Enterprise AI Strategy: Complete Framework for Series B+ Companies

author
Ali El Shayeb
January 19, 2026

Most enterprise AI strategies fail because they start with technology. We start with leverage points.

Here's the framework we use across our portfolio-and you can steal it.

Week 1: Assessment

Before writing a single line of code, map your leverage points.

Step 1: Process mapping

Document your top 10 workflows:

  • What happens?
  • How long does it take?
  • Who's involved?
  • Where do bottlenecks occur?

Step 2: Cost analysis

For each workflow, calculate:

  • Direct costs (salaries, tools)
  • Indirect costs (time, opportunity cost)
  • Error costs (bugs, compliance, support)
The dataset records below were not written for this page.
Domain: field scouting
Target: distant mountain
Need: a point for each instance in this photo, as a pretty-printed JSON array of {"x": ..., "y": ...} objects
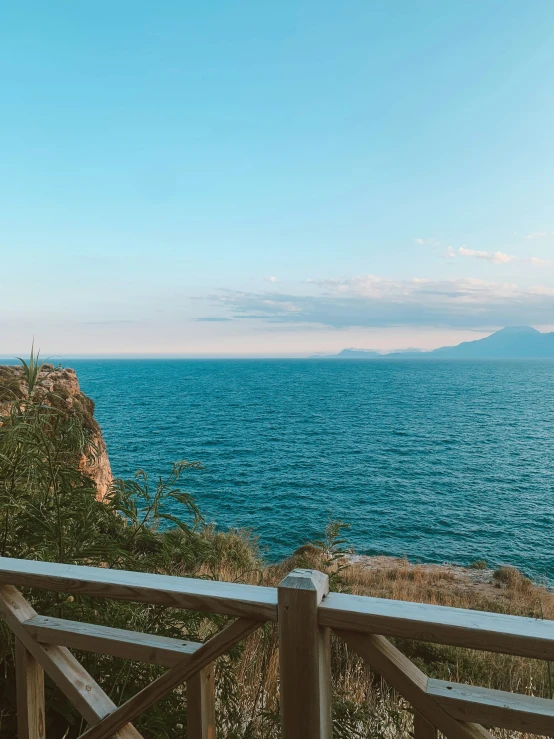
[
  {"x": 512, "y": 342},
  {"x": 357, "y": 354}
]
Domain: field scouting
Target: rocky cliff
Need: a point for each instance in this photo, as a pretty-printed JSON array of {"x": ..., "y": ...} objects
[{"x": 59, "y": 386}]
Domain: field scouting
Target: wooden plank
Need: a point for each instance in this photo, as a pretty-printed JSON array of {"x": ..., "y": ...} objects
[
  {"x": 304, "y": 657},
  {"x": 29, "y": 677},
  {"x": 422, "y": 728},
  {"x": 210, "y": 651},
  {"x": 233, "y": 599},
  {"x": 157, "y": 650},
  {"x": 492, "y": 632},
  {"x": 62, "y": 667},
  {"x": 410, "y": 682},
  {"x": 494, "y": 707},
  {"x": 201, "y": 704}
]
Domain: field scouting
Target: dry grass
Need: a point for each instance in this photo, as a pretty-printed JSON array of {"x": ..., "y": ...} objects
[{"x": 382, "y": 713}]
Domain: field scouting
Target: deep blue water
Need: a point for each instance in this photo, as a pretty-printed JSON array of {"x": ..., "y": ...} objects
[{"x": 438, "y": 460}]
Step 3: Automation potential

Rate each workflow 1-10 on:

  • Repetitiveness (how similar is each instance?)
  • Volume (how often does it run?)
  • Structured-ness (are rules clear?)
  • Measurability (can you verify success?)

The formula: Automation score = (Repetitiveness + Volume + Structured + Measurable) / 4 Workflows scoring 7+ are prime candidates.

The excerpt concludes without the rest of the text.